The first thing is to get in-person attendance back up to pre-pandemic levels.

“Attendance has been rooted in COVID, and as we have started to put it behind us, there is improvement, but daily attendance across the board has been down,” Dr. Trani says. He is hopeful that students and families return to an in-person attendance normalcy without any more confusing shutdowns or distance learning.

The hardest hit by COVID nationwide are the students who are getting ready to enter the 2nd grade. In a study released in January from Brown University, findings reflect that achievement tended to drop more between fall 2020 and 2021 than between fall 2019 and 2020, indicating that disruptions and prolonged school closures to learning have continued to negatively impact students well past the initial hits following the spring 2020 school closures.

“They were in Kindergarten when COVID hit, a time when most kids are stepping into the classroom for tor the first time, and nationwide, those students were impacted the most,” adds Dr. Trani.

Shoring up learning deficits from COVID is one of the challenges Dr. Trani faces. Another is the implementation of a new Professional Development model known as “PLC Mondays.”

PLC, short for Professional Learning Communities, is a set time each week for teachers and other educators meet to collaborate, discuss best practices, and work to improve teaching and learning. For the upcoming school year, select schools will implement PLC on Monday mornings before the start of school.

“The high schools and middle schools will still have the same core time, there will be no loss in teaching time, and in fact some time will increase for the most vulnerable students,” says Dr. Trani, who believes that implementing PLC Mondays will improve the trajectory of student learning and performance.
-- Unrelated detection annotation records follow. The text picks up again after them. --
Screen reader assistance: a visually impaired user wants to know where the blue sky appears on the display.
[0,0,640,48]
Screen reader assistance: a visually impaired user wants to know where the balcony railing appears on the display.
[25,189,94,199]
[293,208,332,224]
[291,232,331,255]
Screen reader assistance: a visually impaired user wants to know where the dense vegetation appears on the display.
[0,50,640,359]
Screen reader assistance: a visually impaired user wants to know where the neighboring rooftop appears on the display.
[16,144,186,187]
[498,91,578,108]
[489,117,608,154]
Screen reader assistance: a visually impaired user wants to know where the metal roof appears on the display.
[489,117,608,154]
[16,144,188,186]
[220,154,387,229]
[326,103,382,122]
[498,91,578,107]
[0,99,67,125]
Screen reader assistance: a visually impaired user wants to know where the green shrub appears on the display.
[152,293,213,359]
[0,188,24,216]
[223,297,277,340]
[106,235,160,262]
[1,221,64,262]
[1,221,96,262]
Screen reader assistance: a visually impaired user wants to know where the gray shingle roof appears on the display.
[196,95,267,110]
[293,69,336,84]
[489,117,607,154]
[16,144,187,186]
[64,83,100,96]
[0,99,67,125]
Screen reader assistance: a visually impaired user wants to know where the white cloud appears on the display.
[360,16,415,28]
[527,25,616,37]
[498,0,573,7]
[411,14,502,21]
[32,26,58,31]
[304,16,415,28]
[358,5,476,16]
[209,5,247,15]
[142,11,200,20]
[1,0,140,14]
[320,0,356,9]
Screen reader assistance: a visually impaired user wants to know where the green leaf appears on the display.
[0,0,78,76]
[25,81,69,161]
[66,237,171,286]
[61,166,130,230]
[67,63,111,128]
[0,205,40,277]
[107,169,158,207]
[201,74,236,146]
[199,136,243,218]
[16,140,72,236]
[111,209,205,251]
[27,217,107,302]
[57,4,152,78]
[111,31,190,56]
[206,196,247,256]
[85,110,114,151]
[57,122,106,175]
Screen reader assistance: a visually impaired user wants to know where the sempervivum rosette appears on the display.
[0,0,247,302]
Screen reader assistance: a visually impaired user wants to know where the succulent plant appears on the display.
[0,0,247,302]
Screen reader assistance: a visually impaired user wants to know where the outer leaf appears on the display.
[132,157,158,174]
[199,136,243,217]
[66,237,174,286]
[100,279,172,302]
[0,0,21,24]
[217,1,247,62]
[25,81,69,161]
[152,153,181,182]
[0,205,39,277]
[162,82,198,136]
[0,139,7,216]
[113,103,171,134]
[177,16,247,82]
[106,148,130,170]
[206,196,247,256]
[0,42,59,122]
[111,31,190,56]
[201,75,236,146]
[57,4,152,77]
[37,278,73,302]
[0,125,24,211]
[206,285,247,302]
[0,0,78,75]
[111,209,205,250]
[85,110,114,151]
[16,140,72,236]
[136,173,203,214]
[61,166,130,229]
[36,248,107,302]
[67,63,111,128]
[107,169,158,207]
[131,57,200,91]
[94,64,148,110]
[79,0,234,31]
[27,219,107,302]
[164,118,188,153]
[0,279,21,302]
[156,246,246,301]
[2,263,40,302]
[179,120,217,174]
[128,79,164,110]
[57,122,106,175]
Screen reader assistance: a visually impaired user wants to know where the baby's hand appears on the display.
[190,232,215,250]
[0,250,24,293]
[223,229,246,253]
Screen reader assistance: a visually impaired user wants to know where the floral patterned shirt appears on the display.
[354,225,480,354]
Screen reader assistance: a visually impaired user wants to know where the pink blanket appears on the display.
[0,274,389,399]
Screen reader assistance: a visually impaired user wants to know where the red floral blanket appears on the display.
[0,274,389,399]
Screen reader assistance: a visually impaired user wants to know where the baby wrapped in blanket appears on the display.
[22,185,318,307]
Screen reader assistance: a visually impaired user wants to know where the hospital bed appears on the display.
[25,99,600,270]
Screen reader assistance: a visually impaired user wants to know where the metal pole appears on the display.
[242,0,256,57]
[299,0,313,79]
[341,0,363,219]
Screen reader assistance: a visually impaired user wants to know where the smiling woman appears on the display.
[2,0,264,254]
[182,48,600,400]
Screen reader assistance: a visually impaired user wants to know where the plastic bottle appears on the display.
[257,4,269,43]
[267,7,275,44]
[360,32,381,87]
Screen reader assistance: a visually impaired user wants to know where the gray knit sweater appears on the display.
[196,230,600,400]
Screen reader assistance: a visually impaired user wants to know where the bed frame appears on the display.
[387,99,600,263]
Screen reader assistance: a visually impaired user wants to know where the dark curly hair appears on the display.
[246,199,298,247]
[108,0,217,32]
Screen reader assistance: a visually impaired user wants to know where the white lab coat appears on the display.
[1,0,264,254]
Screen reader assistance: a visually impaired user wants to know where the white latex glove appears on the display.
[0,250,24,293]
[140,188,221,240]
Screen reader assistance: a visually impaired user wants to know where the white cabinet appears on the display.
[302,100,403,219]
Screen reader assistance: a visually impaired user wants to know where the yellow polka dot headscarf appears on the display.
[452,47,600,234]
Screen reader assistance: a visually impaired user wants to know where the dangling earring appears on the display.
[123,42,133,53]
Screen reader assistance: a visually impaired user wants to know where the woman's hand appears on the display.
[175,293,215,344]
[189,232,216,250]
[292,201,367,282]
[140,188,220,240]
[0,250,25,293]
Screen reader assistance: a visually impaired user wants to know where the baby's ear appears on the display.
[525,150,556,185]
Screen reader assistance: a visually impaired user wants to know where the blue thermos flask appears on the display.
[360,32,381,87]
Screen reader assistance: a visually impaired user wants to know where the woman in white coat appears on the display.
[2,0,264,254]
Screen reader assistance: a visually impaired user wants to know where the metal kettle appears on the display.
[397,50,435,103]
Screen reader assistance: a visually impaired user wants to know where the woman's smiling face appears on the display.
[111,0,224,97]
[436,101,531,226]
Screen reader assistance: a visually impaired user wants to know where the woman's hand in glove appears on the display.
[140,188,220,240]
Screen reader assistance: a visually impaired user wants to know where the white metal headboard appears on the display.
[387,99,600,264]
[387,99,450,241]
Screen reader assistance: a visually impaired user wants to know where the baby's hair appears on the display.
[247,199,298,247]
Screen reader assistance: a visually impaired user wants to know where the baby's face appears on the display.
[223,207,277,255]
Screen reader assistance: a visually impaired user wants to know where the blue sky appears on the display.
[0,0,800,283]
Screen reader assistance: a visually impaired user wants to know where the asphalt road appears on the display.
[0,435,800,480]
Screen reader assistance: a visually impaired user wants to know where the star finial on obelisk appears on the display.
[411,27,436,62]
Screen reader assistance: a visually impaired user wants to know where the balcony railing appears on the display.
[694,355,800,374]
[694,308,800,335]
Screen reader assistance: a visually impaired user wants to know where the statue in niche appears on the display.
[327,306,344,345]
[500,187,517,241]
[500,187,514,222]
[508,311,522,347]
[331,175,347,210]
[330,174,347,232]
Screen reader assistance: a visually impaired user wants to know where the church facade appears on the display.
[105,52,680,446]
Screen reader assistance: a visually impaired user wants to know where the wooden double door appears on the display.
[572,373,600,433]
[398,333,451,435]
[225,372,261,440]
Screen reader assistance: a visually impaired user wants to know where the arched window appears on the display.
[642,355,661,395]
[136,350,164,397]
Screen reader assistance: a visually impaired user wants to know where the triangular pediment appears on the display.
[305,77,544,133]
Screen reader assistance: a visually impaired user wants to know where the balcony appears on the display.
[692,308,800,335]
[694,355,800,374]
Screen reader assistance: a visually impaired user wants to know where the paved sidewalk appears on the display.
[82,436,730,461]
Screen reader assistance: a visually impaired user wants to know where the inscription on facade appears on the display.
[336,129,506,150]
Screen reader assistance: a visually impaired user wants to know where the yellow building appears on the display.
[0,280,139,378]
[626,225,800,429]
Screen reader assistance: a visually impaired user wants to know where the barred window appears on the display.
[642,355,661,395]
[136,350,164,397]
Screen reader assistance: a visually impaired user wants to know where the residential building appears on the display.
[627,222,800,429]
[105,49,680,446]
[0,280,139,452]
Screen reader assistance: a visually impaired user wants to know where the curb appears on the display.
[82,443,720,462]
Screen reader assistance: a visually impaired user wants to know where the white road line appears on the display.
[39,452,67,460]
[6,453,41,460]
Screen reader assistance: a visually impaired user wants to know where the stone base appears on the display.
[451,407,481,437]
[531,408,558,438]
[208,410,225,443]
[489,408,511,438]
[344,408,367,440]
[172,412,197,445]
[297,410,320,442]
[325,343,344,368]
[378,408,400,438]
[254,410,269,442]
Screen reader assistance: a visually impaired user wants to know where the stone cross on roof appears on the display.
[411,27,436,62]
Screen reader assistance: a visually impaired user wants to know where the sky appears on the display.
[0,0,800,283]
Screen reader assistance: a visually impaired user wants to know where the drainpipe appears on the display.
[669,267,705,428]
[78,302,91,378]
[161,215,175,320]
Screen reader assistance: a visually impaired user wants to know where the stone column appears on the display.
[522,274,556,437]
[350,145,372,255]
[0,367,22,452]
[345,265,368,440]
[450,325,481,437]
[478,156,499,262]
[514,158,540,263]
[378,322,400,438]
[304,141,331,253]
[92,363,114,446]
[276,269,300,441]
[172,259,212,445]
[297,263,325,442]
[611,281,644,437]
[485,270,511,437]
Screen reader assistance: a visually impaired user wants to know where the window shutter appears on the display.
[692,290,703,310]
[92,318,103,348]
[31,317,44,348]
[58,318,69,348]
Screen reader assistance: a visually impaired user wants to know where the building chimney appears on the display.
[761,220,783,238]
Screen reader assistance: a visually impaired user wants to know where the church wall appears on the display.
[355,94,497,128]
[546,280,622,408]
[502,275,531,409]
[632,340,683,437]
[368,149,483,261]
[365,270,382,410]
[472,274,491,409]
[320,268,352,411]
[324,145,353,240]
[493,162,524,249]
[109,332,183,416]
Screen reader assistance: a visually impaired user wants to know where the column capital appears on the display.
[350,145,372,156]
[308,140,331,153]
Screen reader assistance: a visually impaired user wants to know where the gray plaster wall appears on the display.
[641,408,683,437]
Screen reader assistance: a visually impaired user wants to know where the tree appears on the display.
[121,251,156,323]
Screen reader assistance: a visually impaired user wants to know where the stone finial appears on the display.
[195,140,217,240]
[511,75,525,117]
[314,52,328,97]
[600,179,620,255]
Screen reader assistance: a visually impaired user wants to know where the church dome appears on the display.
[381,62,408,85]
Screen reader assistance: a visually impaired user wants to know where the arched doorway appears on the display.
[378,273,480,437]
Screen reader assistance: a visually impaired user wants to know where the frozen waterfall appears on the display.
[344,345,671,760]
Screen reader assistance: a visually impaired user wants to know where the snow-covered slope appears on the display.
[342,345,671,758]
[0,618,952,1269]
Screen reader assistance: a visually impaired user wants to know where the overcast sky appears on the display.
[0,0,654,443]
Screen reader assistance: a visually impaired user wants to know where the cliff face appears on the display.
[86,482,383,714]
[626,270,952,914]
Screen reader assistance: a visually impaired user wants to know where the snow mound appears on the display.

Dr. Trani is proud that overall, the school district performs really well, but worries when compared to districts across the United States. He is looking at ways to change that, starting with a focus on teaching to standards. By that, he means “What do we want kids to learn and know?” He references teacher clarity as a means to reach the deepest level of learning, in which teachers and students have a clear, shared understanding of the ultimate learning goal behind each lesson.

“When teachers understand and people are invested in whatever they’re doing, they perform better,” said Dr. Trani.

Understanding and investing in student performance are top priorities, and Dr. Trani hopes that the hard work and collaboration will pay off, but also acknowledges that it must be reflected in common assessments.

“How are we measuring their learning?” Dr. Trani would like to see learning be equal across the board, no matter where or how students are learning.

“For example, if a student is taking Algebra 1, and receives an ‘A,’ that’s great, but there is no common assessment of what that means, what they learned. How do we know that they learned it?” While this is covered in the formative assessments students take throughout the coursework, Dr. Trani wants the Algebra 1 class a student takes at Palmer to be the same as the Algebra 1 taken at Wasilla, Houston, or Su Valley, or any other school across the district.

“I want the learning to be exactly the same and measured the same so if a student transfers from 1 school to another, there isn’t anything lost.”

While that could pose a daunting challenge for a district as large as the Mat-Su Borough school district, which is often compared in size to West Virginia, Dr. Trani is optimistic about the future of MSBSD.

“I’m super excited for the new school year. There are great things in store and a real opportunity to impact more students.”

One great thing that students, parents, and teachers are indeed looking forward to is the opening of the new Houston High School, which was irreparably damaged during the 2018 earthquake, and demolished in 2020. Houston High was forced to combine into the Houston Junior-Senior High School while construction has gotten underway.

“Everything is still on schedule to open mid-year. It’s going to be great.”

The estimated delivery date for the new Houston High School is December 2022, with an anticipated opening of January 2023.